Le voyage (une course à obstacles, au sens propre), commence très loin, dans l’infiniment grand de l’espace et l’infiniment petit de la matière, dans les chocs entre les astres et le choc des atomes, les collisions internes au Big Bang produisant hélium et hydrogène, la rencontre de l’eau et des chaînes carbonées qui ont permis la formation d’organismes, pour ensuite s’arrêter sur autrui, sur la société, la justice, et s’achever par une réflexion très fine sur ce que pourraient être une politique et une «écologie du partage». Entretemps, on aura zigzagué (terme malvenu, car Repartirconsacre un chapitre entier aux formes et aux moyens de «passer» : traverser, transpercer, s’insinuer, contourner, éviter, sauter, surmonter, détruire, aplanir, polir, survoler…) entre tous les obstacles naturels, montagnes, forêts, déserts, fleuves, océans, nuit, et les obstacles posés sur le monde par l’homme, voies ferrées, axes de circulation, rues, ponts, frontières, lois… On ne saurait ici esquisser aucun «résumé» du propos très riche de Jérôme Lèbre, sinon prélever, entre mille autres choses, ce qu’il dit du contournement, qui est toujours la «voie possible» devant ce que Levinas nomme les «actes négateurs» («douter, travailler, détruire, tuer»), ou du polissage, qui, ôtant arêtes, plis, saillies ou échardes de la pierre, du fer ou du bois, crée des surfaces lisses, régulières, et de ce fait, comme l’a noté Husserl, permet à la géométrie de naître.
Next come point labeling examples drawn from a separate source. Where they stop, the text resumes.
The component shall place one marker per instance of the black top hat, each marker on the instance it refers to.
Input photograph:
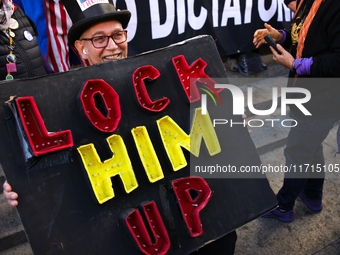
(86, 13)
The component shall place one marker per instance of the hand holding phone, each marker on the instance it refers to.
(271, 42)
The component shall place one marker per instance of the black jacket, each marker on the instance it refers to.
(323, 44)
(29, 58)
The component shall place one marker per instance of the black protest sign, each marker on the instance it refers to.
(99, 179)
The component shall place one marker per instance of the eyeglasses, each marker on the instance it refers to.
(103, 40)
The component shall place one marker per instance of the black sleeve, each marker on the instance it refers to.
(328, 64)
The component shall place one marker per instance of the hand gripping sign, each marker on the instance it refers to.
(113, 155)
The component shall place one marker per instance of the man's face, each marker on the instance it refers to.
(112, 51)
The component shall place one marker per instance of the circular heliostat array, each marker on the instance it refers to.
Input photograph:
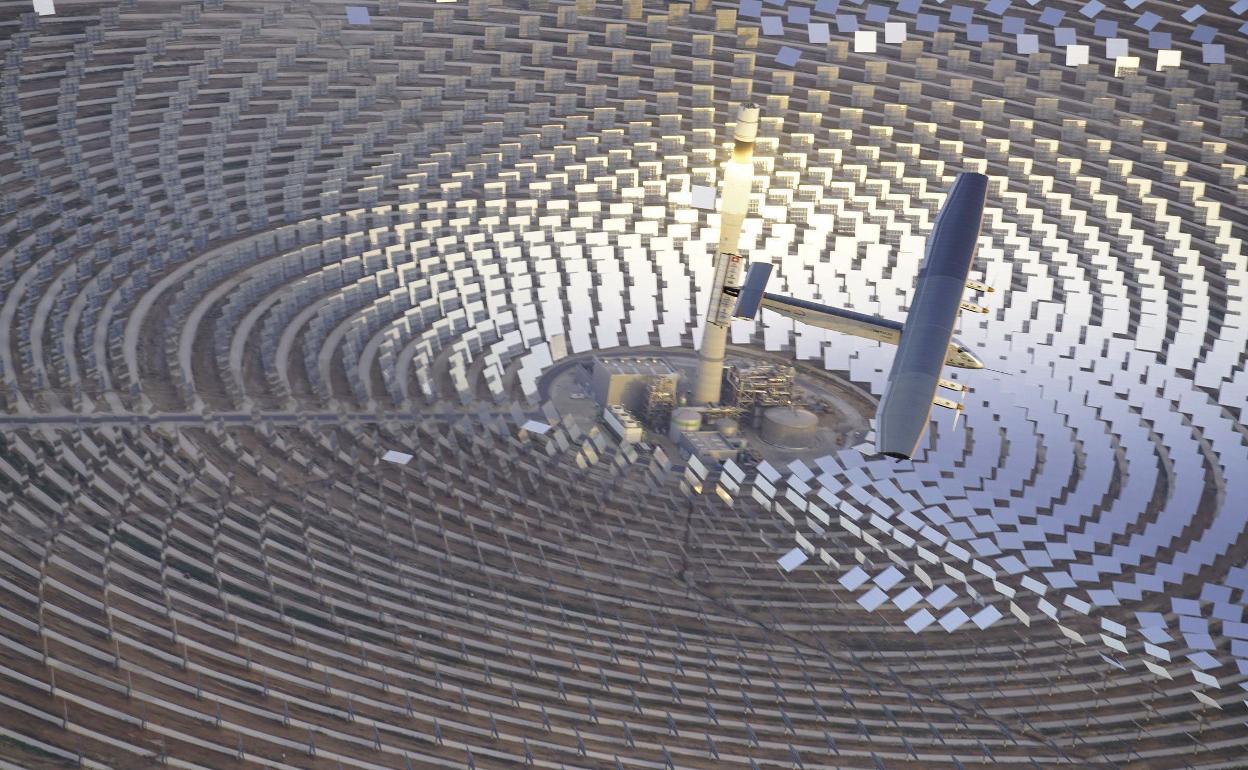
(280, 483)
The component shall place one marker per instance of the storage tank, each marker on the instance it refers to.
(789, 427)
(684, 421)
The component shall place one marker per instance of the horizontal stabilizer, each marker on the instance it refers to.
(750, 293)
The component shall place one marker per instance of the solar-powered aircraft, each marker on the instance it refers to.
(925, 342)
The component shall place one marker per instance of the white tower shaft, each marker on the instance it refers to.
(733, 206)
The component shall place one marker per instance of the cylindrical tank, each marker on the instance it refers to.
(789, 427)
(683, 421)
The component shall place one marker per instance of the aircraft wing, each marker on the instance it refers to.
(750, 297)
(910, 393)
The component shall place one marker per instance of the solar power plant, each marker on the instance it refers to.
(288, 478)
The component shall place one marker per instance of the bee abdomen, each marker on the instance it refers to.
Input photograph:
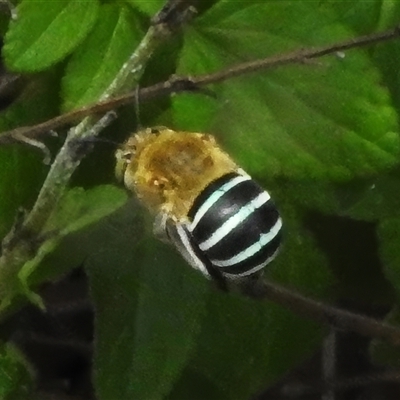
(236, 225)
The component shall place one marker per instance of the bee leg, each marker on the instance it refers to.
(160, 227)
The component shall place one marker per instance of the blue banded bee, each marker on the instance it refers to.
(220, 220)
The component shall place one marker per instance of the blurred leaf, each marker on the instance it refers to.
(321, 120)
(383, 353)
(246, 345)
(21, 167)
(45, 33)
(16, 378)
(388, 54)
(148, 311)
(78, 209)
(362, 16)
(98, 59)
(389, 236)
(380, 197)
(147, 7)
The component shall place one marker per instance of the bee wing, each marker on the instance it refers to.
(177, 234)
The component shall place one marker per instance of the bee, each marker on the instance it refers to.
(221, 221)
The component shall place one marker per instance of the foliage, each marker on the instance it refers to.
(323, 137)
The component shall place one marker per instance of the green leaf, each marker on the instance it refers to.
(16, 377)
(247, 344)
(383, 353)
(95, 64)
(46, 32)
(21, 167)
(149, 306)
(147, 7)
(78, 209)
(310, 121)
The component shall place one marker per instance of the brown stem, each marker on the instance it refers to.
(324, 313)
(185, 84)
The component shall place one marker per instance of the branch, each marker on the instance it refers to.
(318, 311)
(188, 84)
(22, 242)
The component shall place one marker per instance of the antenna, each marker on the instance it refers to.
(137, 109)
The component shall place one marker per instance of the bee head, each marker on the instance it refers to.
(131, 149)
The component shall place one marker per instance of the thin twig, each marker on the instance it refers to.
(185, 84)
(324, 313)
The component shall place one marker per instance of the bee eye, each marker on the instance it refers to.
(127, 156)
(155, 131)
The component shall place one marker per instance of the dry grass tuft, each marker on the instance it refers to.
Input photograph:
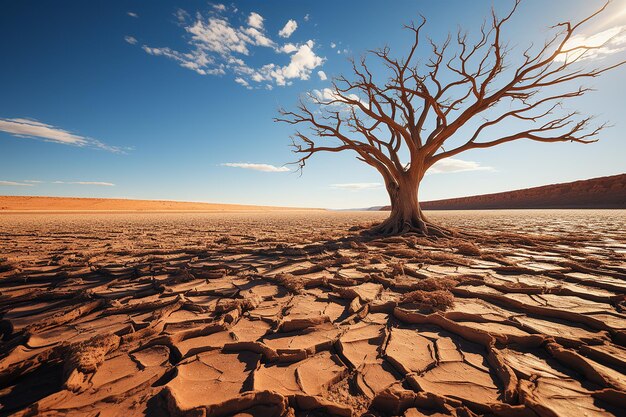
(289, 281)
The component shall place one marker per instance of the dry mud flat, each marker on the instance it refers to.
(283, 314)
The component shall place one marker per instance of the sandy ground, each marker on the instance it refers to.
(294, 313)
(62, 204)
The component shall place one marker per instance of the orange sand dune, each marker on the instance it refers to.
(21, 203)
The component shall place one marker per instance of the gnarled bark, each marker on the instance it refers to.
(406, 215)
(419, 112)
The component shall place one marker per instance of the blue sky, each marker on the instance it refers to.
(167, 100)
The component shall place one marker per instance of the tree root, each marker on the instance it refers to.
(393, 227)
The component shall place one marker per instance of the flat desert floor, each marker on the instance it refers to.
(296, 314)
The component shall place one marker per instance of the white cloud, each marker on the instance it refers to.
(357, 186)
(608, 42)
(256, 167)
(289, 48)
(288, 29)
(28, 128)
(326, 95)
(450, 165)
(301, 64)
(241, 81)
(98, 183)
(15, 184)
(217, 47)
(255, 20)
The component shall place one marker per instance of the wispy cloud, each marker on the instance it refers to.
(29, 128)
(355, 186)
(218, 47)
(256, 167)
(288, 29)
(15, 184)
(97, 183)
(450, 165)
(607, 42)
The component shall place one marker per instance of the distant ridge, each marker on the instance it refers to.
(595, 193)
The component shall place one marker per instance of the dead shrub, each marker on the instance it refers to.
(434, 284)
(289, 281)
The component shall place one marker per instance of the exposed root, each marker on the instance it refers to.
(393, 226)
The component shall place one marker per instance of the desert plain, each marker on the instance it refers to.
(296, 313)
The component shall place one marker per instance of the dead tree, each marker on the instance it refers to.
(415, 116)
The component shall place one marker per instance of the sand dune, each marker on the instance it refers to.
(19, 203)
(286, 314)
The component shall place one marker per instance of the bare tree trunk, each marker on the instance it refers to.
(406, 215)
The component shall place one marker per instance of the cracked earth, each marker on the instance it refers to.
(297, 314)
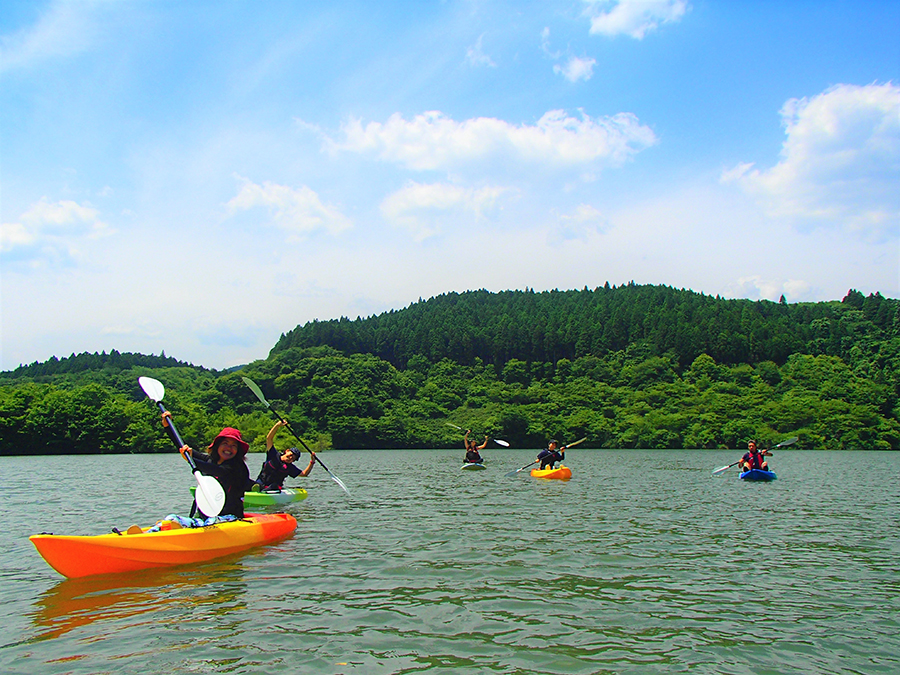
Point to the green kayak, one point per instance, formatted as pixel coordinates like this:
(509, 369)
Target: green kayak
(284, 496)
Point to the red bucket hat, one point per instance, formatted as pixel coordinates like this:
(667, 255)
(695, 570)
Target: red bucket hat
(231, 432)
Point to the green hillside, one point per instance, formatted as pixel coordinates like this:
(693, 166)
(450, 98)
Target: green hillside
(633, 367)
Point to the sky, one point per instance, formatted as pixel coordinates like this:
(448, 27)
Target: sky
(198, 178)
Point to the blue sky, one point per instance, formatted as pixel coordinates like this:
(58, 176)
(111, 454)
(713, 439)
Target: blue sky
(200, 177)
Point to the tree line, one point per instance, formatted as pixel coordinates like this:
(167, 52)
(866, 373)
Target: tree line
(628, 367)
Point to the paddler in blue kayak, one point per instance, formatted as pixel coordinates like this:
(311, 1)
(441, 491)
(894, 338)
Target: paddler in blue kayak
(279, 465)
(550, 456)
(473, 454)
(753, 458)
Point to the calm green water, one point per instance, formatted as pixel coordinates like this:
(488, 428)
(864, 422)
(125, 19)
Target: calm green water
(642, 563)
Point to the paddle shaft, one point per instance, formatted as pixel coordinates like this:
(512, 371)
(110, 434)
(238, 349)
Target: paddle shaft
(498, 441)
(172, 432)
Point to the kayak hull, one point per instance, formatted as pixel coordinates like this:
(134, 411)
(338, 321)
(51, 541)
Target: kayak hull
(82, 556)
(284, 496)
(561, 473)
(758, 474)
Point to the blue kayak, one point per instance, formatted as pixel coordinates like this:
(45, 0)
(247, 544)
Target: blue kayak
(758, 474)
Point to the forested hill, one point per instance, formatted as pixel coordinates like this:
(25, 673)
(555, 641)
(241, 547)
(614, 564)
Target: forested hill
(88, 362)
(553, 325)
(627, 367)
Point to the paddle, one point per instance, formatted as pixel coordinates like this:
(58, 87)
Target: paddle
(789, 441)
(262, 399)
(496, 440)
(209, 493)
(513, 473)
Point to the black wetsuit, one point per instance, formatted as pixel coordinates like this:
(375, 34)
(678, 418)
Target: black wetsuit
(275, 470)
(550, 457)
(233, 476)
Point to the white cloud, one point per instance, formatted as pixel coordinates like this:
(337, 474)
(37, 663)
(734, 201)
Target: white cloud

Dégriser les rêves de toute-puissance
Qu’il n’y ait «aucun obstacle» n’est pas un fait, mais juste un fantasme, qu’on l’attribue «à Dieu, à l’humanité, à la technique, ou la volonté politique». Aussi serait-il insensé de concevoir une «pulsion ou une volonté que rien n’arrêterait» : elle «ne serait jamais consciente ; elle ne rencontrerait jamais le monde ou bien le détruirait absolument, ce qui serait une autre manière de ne pas le rencontrer». La notion d’obstacle est féconde parce qu’elle dégrise les rêves de toute-puissance, ridiculise les idéologies ou les théories qui veulent tout expliquer et expliquer le Tout, et, ainsi, autorise une pensée plus modeste, plus sobre, moins agressive mais «résistante». Il s’agit en effet non seulement d’opposer une «politique de l’hospitalité» à ce que Kant dit du simple droit d’asile, mais de souligner la capacité qu’à l’homme de «faire obstacle à tout ce qui s’oppose à son autonomie et à sa liberté», la capacité «à se tenir à la place où il se trouve, à affirmer de lui-même par sa seule présence corporelle, son droit de séjour». Peut-être est-ce par l’art du contournement des obstacles qu’on apprendra comment «faire corps», comment «se tenir là» dans l’espace auquel chaque être, humain et non-humain, a droit, et comment, ensemble, devenir des obstacles tant à l’appropriation qu’à l’emmurement et à la destruction du monde. Ce que Jérôme Lèbre nomme la «résistance citoyenne et écologique».